Just past (west of) the bridge, turn right (north) onto Ricketts Road and drive for .5 mile.
At the intersection (3-way stop), turn left (west) onto Blodgett Camp Road.
Stay right at the intersection with FS 735 in about 2.5 miles.
Continue for about 1.5 miles to the combined Blodgett Creek Campground and Trailhead.
On your left is parking for a couple of dozen vehicles, stock handling facilities, and an outhouse. This is the trailhead for Blodgett Creek and Canyon.
If you continue along the road (past the first parking area), you will cross a bridge and come to a second parking area on your right. Going past the parking lot on the road takes you to the Blodgett Creek Campground.
From the trailhead, travel west on the Blodgett Creek Trail. A heavily-used path by hikers, fishermen, and stock animals, this trail is also used by climbers to reach a few of the Bitterroot’s truly grand climbing spires. In fact, the point where you leave the trail is just before you reach the first of those, The Prow, only .4 mile from the trailhead.
The trail proceeds through a fairly open wood (mainly because it’s seen fire in the not-too-distant past) so you shouldn’t have any trouble spotting the spire to your right (north) on the other side of Blodgett Creek.
Once you see the spire, keep on the lookout for a good path across the creek and to the base of the avalanche chute immediately right (east) of the spire. There is no bridge at this point, but after the spring runoff, the flow in the creek should be low enough that you can find boulders or fallen trees to get you across while remaining dry.
Note: If the water flow is high in Blodgett Creek, your best bet is to begin your hike to the base of the chute on the north side of the creek from the Blodgett Canyon Campground. It will require more bushwhacking, but you’ll stay dry.
Climbers’ Route – The Prow to Summit
Drop downhill from the trail and bushwhack the short distance to the creek. Cross the creek and hike the 100 yards or so to the talus and boulders at the base of the chute.
Note: The undergrowth is not very thick in the area below the chute, so the bushwhacking is not too bad.
Almost the entire chute is filled with a mix of stable talus and boulders. No particular line is better than another, so pick a line and begin climbing due north. There are some pretty impressive rock formations along both sides of the chute. When you periodically stop to catch your breath, take a moment to check them out. And don’t forget to look back the way you came and study the upper side of The Prow.
You’ll be very near the top of the chute before you run out of rock and have to proceed on a mix of scree and patchy grass. When you reach this spot, turn to the northwest and climb through the widely-spaces trees (and out of the chute) to the crest of the ridge around 6,300’ (46.27993 N / 114.25283 W). You may be interested to know that the climb in the chute, though less than a mile long, gains about 2,000’ in elevation.

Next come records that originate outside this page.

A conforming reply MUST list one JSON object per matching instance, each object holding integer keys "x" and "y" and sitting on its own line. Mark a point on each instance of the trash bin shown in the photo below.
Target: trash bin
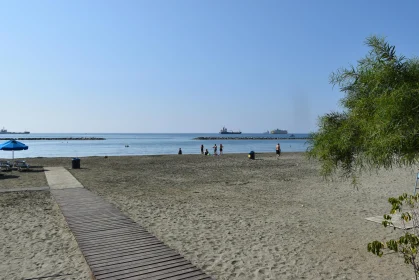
{"x": 75, "y": 163}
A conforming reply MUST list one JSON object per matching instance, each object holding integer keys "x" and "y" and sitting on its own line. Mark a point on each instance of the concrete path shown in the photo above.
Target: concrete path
{"x": 59, "y": 178}
{"x": 24, "y": 189}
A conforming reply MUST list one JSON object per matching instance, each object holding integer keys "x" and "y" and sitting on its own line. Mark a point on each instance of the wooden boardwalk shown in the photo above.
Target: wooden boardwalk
{"x": 115, "y": 247}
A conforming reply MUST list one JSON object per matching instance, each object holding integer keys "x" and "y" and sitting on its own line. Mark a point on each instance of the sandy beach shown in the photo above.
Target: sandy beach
{"x": 233, "y": 217}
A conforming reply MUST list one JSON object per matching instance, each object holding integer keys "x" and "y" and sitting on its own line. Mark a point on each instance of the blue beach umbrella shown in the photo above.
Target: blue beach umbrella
{"x": 13, "y": 145}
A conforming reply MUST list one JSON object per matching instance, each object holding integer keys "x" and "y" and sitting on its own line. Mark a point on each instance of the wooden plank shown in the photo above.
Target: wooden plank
{"x": 143, "y": 257}
{"x": 156, "y": 264}
{"x": 115, "y": 246}
{"x": 125, "y": 254}
{"x": 135, "y": 272}
{"x": 134, "y": 240}
{"x": 113, "y": 252}
{"x": 136, "y": 263}
{"x": 130, "y": 257}
{"x": 173, "y": 273}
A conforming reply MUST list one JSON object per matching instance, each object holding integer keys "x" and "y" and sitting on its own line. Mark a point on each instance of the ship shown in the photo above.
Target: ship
{"x": 279, "y": 131}
{"x": 4, "y": 131}
{"x": 225, "y": 131}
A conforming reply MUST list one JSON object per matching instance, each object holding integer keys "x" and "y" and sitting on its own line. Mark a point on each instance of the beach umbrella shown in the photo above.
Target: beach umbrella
{"x": 13, "y": 145}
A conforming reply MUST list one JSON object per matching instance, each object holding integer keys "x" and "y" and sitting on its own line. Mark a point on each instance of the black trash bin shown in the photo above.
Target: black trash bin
{"x": 75, "y": 163}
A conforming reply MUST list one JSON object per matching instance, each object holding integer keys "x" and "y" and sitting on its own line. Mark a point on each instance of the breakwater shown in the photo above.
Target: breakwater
{"x": 53, "y": 138}
{"x": 250, "y": 138}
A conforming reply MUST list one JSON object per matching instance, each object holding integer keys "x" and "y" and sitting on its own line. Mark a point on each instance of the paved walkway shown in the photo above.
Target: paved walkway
{"x": 115, "y": 247}
{"x": 25, "y": 189}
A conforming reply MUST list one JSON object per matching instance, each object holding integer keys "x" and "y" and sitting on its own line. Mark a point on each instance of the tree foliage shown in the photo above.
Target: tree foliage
{"x": 406, "y": 245}
{"x": 379, "y": 124}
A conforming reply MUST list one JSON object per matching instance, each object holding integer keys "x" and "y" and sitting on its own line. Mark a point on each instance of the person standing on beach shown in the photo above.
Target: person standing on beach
{"x": 278, "y": 150}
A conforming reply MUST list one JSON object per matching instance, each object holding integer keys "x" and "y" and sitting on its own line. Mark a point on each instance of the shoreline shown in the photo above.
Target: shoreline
{"x": 54, "y": 138}
{"x": 249, "y": 138}
{"x": 162, "y": 155}
{"x": 235, "y": 218}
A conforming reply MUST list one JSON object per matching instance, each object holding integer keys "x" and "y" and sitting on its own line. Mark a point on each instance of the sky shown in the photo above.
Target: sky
{"x": 185, "y": 66}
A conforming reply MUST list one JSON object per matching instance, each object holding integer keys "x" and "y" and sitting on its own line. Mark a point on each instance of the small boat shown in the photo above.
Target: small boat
{"x": 225, "y": 131}
{"x": 279, "y": 131}
{"x": 4, "y": 131}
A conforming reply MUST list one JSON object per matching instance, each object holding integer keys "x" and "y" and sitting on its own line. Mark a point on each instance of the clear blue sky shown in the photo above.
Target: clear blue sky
{"x": 185, "y": 66}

Once you exit the chute, turn almost directly west and work your way along the crest of the ridge. From this point on you should stay close to the ridge-crest (on your left) to keep the going as easy as possible. If you go too far right, you’ll end up in a thickly forested area full of deadfall. The added advantage to staying left is that the views back Blodgett Canyon are superb.
The ridge-crest slowly turns to the northwest and reaches Point 7172 (46.28209 N / 114.26223 W) before turning to the north-northwest. Continue along that line to Point 7648 (46.28971 N / 114.26737 W), then turn northwest and stay along the crest of the ridge, which, by now, is more rounded.

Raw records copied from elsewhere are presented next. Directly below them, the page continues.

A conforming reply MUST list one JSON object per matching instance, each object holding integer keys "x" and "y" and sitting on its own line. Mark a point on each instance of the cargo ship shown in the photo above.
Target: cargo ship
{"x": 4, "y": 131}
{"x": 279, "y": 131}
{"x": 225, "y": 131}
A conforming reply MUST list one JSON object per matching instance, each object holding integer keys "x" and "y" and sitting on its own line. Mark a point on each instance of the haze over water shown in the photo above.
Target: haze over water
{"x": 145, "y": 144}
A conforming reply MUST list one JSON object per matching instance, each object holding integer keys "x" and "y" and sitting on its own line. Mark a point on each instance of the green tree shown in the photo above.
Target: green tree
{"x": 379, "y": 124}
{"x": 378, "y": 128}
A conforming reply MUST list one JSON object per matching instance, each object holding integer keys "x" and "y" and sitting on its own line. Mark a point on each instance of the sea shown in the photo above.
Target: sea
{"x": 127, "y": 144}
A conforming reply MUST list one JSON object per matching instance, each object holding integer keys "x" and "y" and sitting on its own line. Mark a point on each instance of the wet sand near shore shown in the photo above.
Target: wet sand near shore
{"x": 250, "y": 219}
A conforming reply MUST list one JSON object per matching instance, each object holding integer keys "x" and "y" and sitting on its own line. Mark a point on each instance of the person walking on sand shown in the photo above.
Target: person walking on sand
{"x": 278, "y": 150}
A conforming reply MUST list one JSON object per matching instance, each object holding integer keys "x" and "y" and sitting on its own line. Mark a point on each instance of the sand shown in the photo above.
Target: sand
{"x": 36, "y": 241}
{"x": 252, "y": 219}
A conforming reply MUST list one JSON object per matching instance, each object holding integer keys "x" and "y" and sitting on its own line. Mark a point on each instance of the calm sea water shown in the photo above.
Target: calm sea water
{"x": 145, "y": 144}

At about 7,800’ (46.29088 N / 114.27097 W) you will pass near a few nice rounded outcrops of granite above Tag Alder Lake. For a look at the lake, walk a few feet northeast and peer over the edge.
Continue through the open woods of Whitebark Pine and Larch by turning west and following the broad crest of the ridge to the summit, a little over 600’ above.
But, if you follow this route during winter conditions, you should carry an ice axe and crampons at the very least. Additionally, you should know how to conduct yourself on snow and in areas where avalanches could occur. The climber’s portion of this route is directly up an avalanche chute. Although I saw no sign of recent avalanche activity, it is prone to avalanche, so be aware. And be prepared!
When To GoThis route is straight up a south-facing avalanche chute. Granted, there hasn't been a slide recently, but that doesn't mean it couldn't happen to you. Be sure you know what you're doing if you insist on using this route under winter conditions.
The best time to ascend Mill Point using this route is from late spring through fall when no snow is on the ground or in the weather forecast.